Il naturalista, al contrario, direbbe che per fortuna la “mano sapiente dell’uomo” non è riuscita fino in fondo nel proprio intento di domesticazione della palude, altrimenti ci troveremmo oggi di fronte al fantasma di un antico ambiente naturale, come è accaduto per il gemello Padule di Bientina.
Agli occhi di chi sa leggere il grande libro della natura, il Padule offre ancora molte sorprese: nonostante la ridotta superficie dell’area protetta, e le difficoltà gestionali degli ultimi anni, le ricchezze della flora e della fauna non deludono il visitatore. Qui si possono osservare nel corso dell’anno oltre 250 specie di uccelli, fra cui alcune arrivate in tempi molto recenti, che fanno la gioia degli appassionati di birdwatching; il ritmo delle stagioni è scandito dal passaggio dei migratori che da sempre percorrono nel cielo le stesse rotte invisibili.

Piante di ranuncolo acquatico viste da un’insolita prospettiva (foto di F. Gianneschi).

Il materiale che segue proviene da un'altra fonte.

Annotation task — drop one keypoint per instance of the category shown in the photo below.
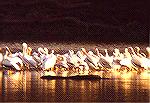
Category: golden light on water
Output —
(145, 75)
(126, 75)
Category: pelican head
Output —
(90, 53)
(126, 50)
(24, 44)
(29, 50)
(83, 50)
(148, 49)
(137, 49)
(46, 50)
(53, 51)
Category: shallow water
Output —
(28, 86)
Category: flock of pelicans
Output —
(82, 61)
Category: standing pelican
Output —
(106, 61)
(26, 57)
(12, 60)
(145, 62)
(148, 51)
(49, 61)
(1, 57)
(91, 59)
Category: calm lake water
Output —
(28, 86)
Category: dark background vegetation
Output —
(74, 20)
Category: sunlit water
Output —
(28, 86)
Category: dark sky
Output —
(74, 20)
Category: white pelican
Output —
(145, 62)
(91, 59)
(117, 57)
(126, 61)
(106, 61)
(61, 61)
(50, 61)
(136, 59)
(148, 51)
(1, 56)
(27, 58)
(12, 60)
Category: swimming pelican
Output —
(1, 57)
(126, 61)
(12, 60)
(91, 59)
(49, 62)
(106, 61)
(145, 62)
(148, 51)
(27, 58)
(117, 57)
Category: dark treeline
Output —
(74, 20)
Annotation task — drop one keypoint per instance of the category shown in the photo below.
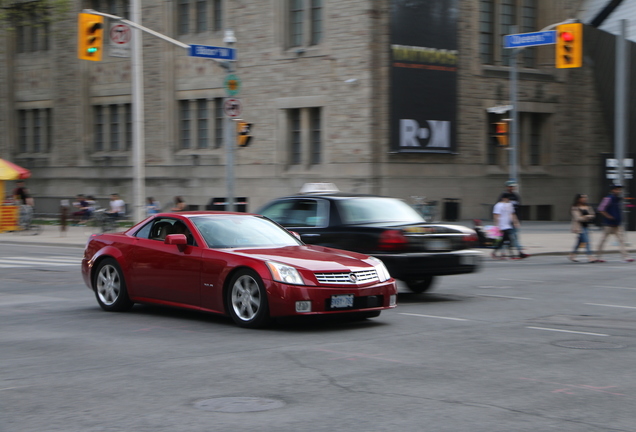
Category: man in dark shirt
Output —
(612, 211)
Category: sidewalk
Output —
(538, 238)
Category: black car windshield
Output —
(232, 231)
(377, 209)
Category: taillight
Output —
(392, 240)
(471, 240)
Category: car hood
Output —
(313, 258)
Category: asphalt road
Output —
(534, 345)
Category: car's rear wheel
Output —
(247, 300)
(110, 287)
(420, 285)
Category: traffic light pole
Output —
(139, 165)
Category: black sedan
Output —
(413, 250)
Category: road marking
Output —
(623, 307)
(518, 298)
(433, 316)
(600, 286)
(566, 331)
(51, 261)
(521, 280)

Quando tutto fa pensare al peggio, e grandi progetti sembrano minacciare l’esistenza stessa della grande palude, basta la ricomparsa di una specie come il Topolino delle risaie, minuscolo ma di grande importanza ecologica, per farci ancora sperare nella resilienza di questo ambiente agli attacchi dell’Antropocene.
Uno, nessuno e centomila. Certo è che il Padule di Fucecchio non è stato creato dall’uomo, ma sta a noi riuscire a conservare per le generazioni future le tante facce dell’inafferrabile “spirito della palude”.